Entre as medidas incluídas, está a exclusão do direito ao auxílio-reclusão para dependentes de pessoas presas em regimes aberto, fechado ou provisório. O benefício, pago pelo INSS, deixaria de ser concedido a familiares de condenados, como parte do endurecimento das regras no combate ao crime organizado.
O parecer também cria novas tipificações penais para organizações criminosas, milícias e grupos paramilitares que pratiquem violência, utilizem armas pesadas ou exerçam controle sobre territórios e serviços públicos. As penas podem chegar a 40 anos de prisão, ultrapassando esse limite em casos de liderança, financiamento das ações ou violência contra vulneráveis.

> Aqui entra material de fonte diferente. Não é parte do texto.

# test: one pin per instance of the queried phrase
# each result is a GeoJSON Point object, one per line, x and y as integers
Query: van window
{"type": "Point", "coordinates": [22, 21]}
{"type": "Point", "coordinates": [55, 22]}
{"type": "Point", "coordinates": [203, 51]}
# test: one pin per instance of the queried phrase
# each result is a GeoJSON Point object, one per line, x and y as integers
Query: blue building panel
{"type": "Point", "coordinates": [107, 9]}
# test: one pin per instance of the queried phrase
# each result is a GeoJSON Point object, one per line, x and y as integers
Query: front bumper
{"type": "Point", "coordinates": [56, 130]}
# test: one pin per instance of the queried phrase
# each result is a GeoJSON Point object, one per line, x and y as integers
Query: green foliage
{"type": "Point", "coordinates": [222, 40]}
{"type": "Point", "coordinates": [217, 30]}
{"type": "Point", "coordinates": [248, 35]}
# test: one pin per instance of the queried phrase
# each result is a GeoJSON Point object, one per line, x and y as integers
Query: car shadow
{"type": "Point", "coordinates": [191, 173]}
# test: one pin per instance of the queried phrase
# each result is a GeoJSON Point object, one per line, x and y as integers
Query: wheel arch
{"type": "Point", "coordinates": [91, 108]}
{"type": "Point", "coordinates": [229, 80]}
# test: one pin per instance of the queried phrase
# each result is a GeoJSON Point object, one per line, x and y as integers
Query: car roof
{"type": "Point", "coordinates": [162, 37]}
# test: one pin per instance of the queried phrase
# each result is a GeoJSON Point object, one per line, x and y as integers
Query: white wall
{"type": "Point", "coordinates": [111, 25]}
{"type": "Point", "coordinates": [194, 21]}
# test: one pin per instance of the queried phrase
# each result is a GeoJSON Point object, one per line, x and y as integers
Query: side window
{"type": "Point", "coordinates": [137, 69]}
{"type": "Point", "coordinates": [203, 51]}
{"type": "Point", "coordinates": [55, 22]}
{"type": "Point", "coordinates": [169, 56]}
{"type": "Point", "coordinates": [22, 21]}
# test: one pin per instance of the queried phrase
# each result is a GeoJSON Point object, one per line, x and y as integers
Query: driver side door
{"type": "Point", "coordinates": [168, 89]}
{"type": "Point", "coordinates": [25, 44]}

Outras mudanças incluem a obrigatoriedade de cumprimento de pena em presídios federais para chefes de facções, a autorização judicial para monitoramento de parlatórios prisionais e a criação de um Banco Nacional de Organizações Criminosas. O texto ainda propõe a inelegibilidade de integrantes registrados nesse banco e permite o bloqueio de bens, inclusive digitais, ligados a atividades ilícitas.